CEO Report Card on Social Role
Thursday, 20th February 2003 at 12:02 pm
International companies are taking their environmental and social commitments more seriously, according to a survey of top CEOs released by the World Economic Forum.
The report, developed by the World Economic Forum’s Global Corporate Citizenship Initiative (GCCI), profiles practical examples of leadership in corporate citizenship.
It is based on the findings of a CEO survey sent to the signatories of the GCCI’s Joint CEO Statement on Global Corporate Citizenship, launched in New York in January 2002 and reported by Pro Bono Australia.
The Statement, which has been endorsed by more than 40 CEOs, provides guidelines for how CEOs can exert leadership on corporate responsibility and sustainable development within their companies.
The survey details how many of these CEOs and companies, drawn from 18 industries and 16 countries, are “walking the talk” of corporate citizenship on a global basis.
Key findings include:
1. Companies are beginning to look at corporate citizenship from a more strategic perspective – there is a growing link with their corporate governance structures. Most of the companies surveyed have established governance structures and processes at the board level or senior executive level to monitor the company’s wider social, economic and environmental performance.
2. There is a major emphasis on internal processes: 90% of CEOs listed the internal communication of values and policies as a key tool in embedding corporate citizenship through the management structure. Furthermore, although “managing reputation and brand equity” was selected as the most important factor in making the business case for corporate citizenship activities, “attracting, motivating and retaining talented employees” came a strong second, and employees were also selected as the most important stakeholder group for the companies’ corporate citizenship activities.
3. Corporate Citizenship is a global phenomenon: In fact, the survey results emphasise that regardless of the culture and ownership structure, a values-based approach to leadership emerges as a common aspiration. Some of the most innovative practices are being undertaken in developing countries.
4. All CEOs surveyed were playing a leading role in different types of global governance initiatives/structures addressing specific challenges of governance and development that cannot be tackled by business or governments acting alone. Some of these are issue-specific, others are driven by the concerns of a particular industry or geography. Some are business-led coalitions, others multi-stakeholder alliances. Most of them “go beyond business as usual”, representing a fundamentally new approach to problem-solving and governance that is likely to grow in importance.
The companies contributing to the Report on Corporate Citizenship do business in 18 sectors: automobile, banking, clothing and footwear, conglomerates, construction, electronics, food and beverage, household packaged goods, insurance, logistics and transportation, media and communications, mining and metals, oil and gas, pharmaceuticals, professional services, retailing, travel and tourism and utilities.
The companies are headquartered in 16 countries: Australia, Belgium, Brazil, Chile, Egypt, France, Germany, India, the Netherlands, Norway, the Philippines, Saudi Arabia, South Africa, Switzerland, UK and USA.
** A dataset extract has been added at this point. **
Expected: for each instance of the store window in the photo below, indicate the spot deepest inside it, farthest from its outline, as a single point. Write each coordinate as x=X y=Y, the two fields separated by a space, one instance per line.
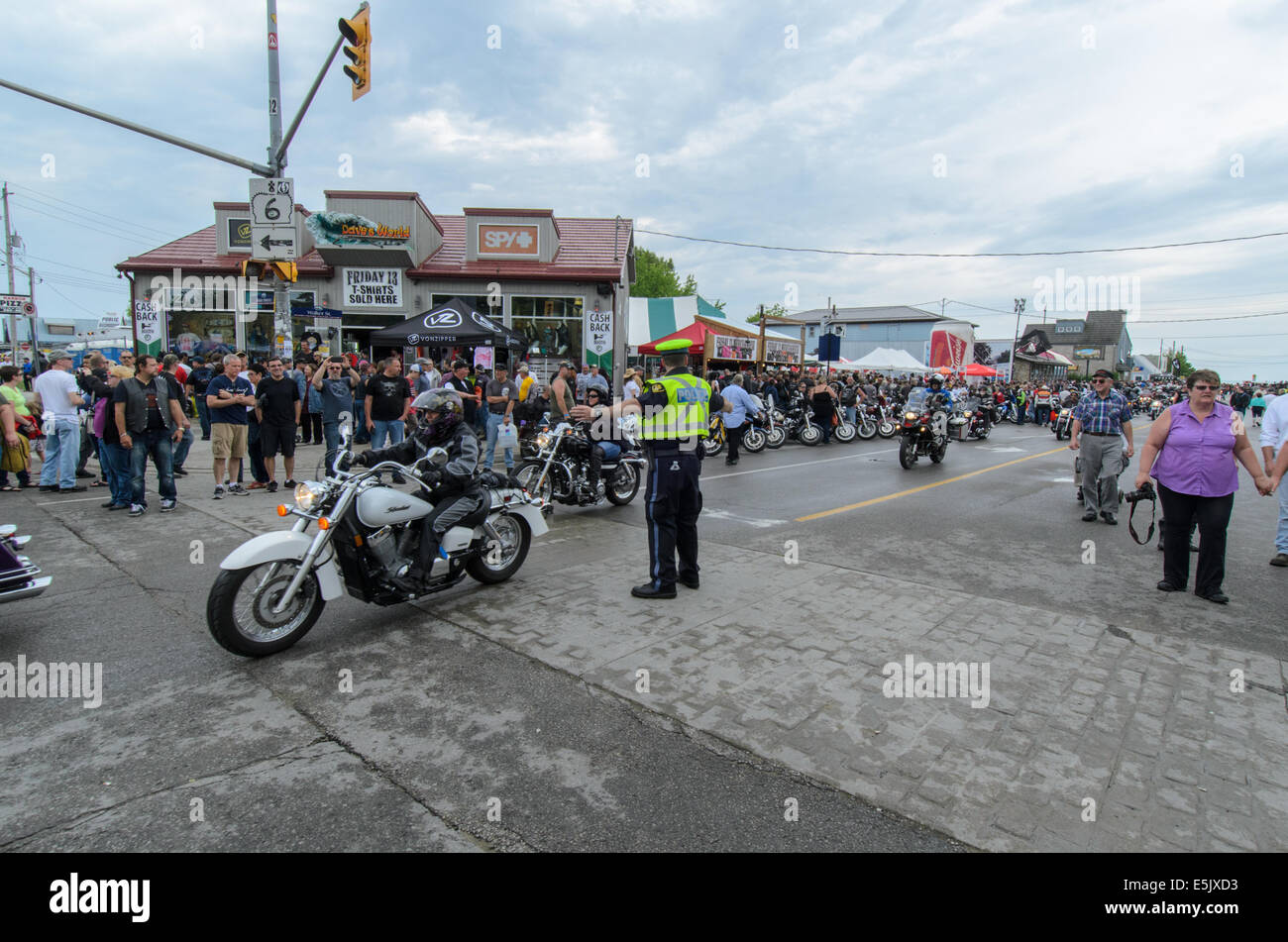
x=550 y=326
Launched at the World Economic Forum’s Annual Meeting in New York in January 2002, the CEO Statement, Global Corporate Citizenship: The Leadership Challenge for CEOs and Boards, was developed by a task force of Forum member companies. It is a joint leadership statement, a message from the signatory CEOs to their peers about the importance of corporate citizenship, regardless of their industry sector or geographical location.
Furthermore, the Statement recommends a framework for action that business executives can use to develop a strategy for managing their company’s impact on society and its relationships with stakeholders. The aim is not to focus on specific definitions of corporate citizenship, but to emphasise that the issues are not an “add-on” but fundamental to core business operations and to identify some of the key leadership actions that can be adapted by most business leaders to their own circumstances. The Statement is currently endorsed by more than 40 business executives.